Erkrankung oder gar Verlust der geliebten Vierbeiner ist für so manchen Tierhalter ein heftiger Schlag. Dem vorausgegangen ist oft eine medizinische Behandlung. Doch schwierig wird es, wenn die Halter die Behandlungskosten nach dem Tod des Tieres nicht zahlen wollen. „Es gibt viele Fälle, wo Besitzer nicht zahlen können“, erklärt die Sprecherin der Tierärztlichen Hochschule Hannover, Suzanne Müller-Berger. „In den Fällen, wo sich Tierbesitzer weigern zu zahlen, geht die TiHo auch vor Gericht.“ Das seien etwa zehn bis fünfzehn Fälle im Jahr.

Klage erhob die tierärztliche Hochschule auch im Fall der Chinchillas Esra und Ephrata. Nach Auskunft des Amtsgerichts Hannover hatte die Halterin aus dem Saarland die TiHo als Spezialistin für die Behandlung von Chinchillas aufgesucht. Die zwei Nagetiere litten unter Zahnerkrankungen und anderen Beschwerden. Für die Behandlung der beiden Tiere fielen Kosten in Höhe von rund 600 Euro und weitere Laborkosten an. Doch die Halterin von Esra und Ephrata zahlte nur einen Teilbetrag und weigerte sich, den Restbetrag auszugleichen.

Chinchillas starben nicht an einer Überdosis

Die Frau aus dem Saarland berief sich vor Gericht auf Behandlungsfehler der TiHo. Doch ein vom Gericht in Auftrag gegebenes Gutachten konnte das nicht bestätigen.
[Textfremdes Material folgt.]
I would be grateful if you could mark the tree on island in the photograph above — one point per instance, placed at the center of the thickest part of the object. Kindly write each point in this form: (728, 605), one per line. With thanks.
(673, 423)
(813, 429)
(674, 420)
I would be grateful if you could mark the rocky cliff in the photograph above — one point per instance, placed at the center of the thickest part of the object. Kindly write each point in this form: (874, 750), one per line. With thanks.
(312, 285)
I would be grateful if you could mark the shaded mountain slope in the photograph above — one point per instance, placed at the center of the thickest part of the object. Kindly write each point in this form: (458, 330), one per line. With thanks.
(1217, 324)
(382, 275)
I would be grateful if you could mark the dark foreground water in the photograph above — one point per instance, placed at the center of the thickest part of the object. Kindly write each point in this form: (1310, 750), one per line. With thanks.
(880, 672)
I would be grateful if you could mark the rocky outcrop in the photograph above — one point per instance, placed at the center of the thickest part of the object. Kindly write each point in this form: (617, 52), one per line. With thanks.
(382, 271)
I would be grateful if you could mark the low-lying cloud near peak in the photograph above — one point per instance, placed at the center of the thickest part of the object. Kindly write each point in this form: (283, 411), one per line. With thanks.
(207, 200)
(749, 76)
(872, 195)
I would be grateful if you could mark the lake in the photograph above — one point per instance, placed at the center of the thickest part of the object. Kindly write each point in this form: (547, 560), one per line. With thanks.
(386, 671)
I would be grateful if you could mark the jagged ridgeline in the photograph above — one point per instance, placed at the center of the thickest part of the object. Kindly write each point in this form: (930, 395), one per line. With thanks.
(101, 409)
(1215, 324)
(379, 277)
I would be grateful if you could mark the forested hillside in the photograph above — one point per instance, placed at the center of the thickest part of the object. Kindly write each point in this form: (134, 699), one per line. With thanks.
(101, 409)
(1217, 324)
Laut Gerichtssprecher Koray Freudenberg hat das Gutachten ergeben, dass der Tod der zwei Nager nicht auf eine falsche Dosierung des Betäubungsmittels zurückzuführen gewesen sei.
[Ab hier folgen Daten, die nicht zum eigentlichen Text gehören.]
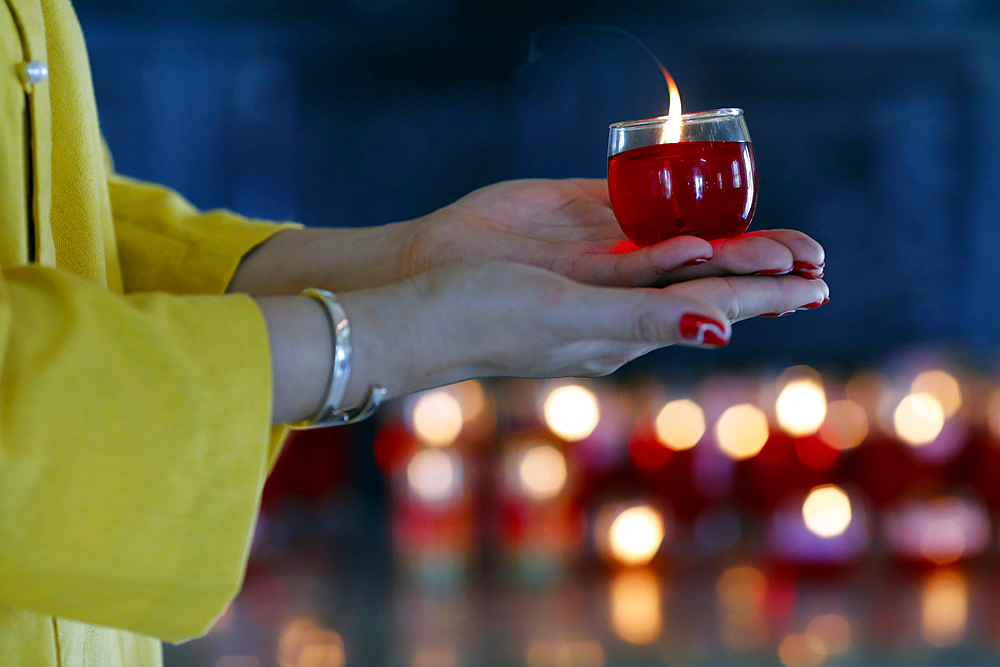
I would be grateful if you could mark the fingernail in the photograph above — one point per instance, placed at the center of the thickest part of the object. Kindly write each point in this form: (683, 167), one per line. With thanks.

In vielen Fällen, in denen Kunden nicht zahlen wollten, beriefen sie sich auf Behandlungsfehler, so TiHo-Sprecherin Müller-Berger. „Denn was soll man sonst als Grund anführen, warum man nicht zahlen will?“ In den Kliniken läge jedoch neben dem Leistungsverzeichnis auch ein Papier über die Bedingungen für die Untersuchung und Behandlung von Tieren aus. Dort ist auch geregelt, dass die TiHo ein Entgelt für Leistungen und für die Betreuung und Verpflegung von Tierpatienten verlangen kann. Auf diese Regelungen werde auch bei Vertragsabschluss hingewiesen.
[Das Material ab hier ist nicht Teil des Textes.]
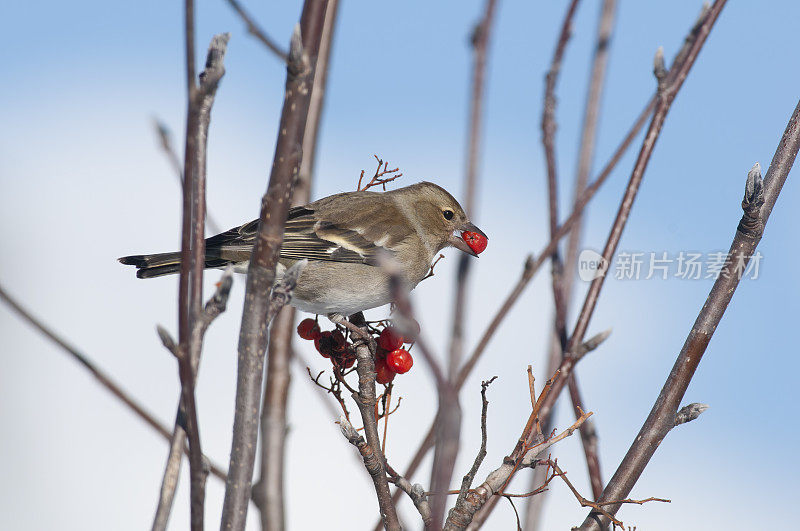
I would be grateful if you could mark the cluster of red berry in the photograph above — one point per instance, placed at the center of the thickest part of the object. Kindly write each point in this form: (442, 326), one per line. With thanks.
(477, 242)
(390, 358)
Ob Behandlungsfehler vorliegt, muss im Einzelfall geklärt werden

Ob ein Behandlungsfehler vorliegt oder nicht, richte sich jedoch nach den allgemeinen gesetzlichen Regelungen. Das müsse im Einzelfall gerichtlich geklärt werden, so Müller-Berger. Im Falle von Esra und Ephrata kann das aber noch etwas dauern. Weil die Beklagte am Dienstag vor dem Amtsgericht nicht erschien, erging ein Versäumnisurteil gegen sie. Wenn sie innerhalb von zwei Wochen nach Zusendung des Urteils Einspruch einlegt, wird das Verfahren aber fortgesetzt. Stellung dazu nehmen, wollte keine der Parteien. Die TiHo wies lediglich daraufhin, dass der Sachverhalt durch das Gericht bereits geklärt sei. Auch wenn der endgültige Ausgang des Verfahrens noch ungewiss ist, kann die tiermedizinische Hochschule trotzdem eine positive Bilanz ziehen: In zehn Jahren gäbe es etwa einen Fall, in dem wegen Behandlungsfehlern gegen die Hochschule selbst prozessiert werde.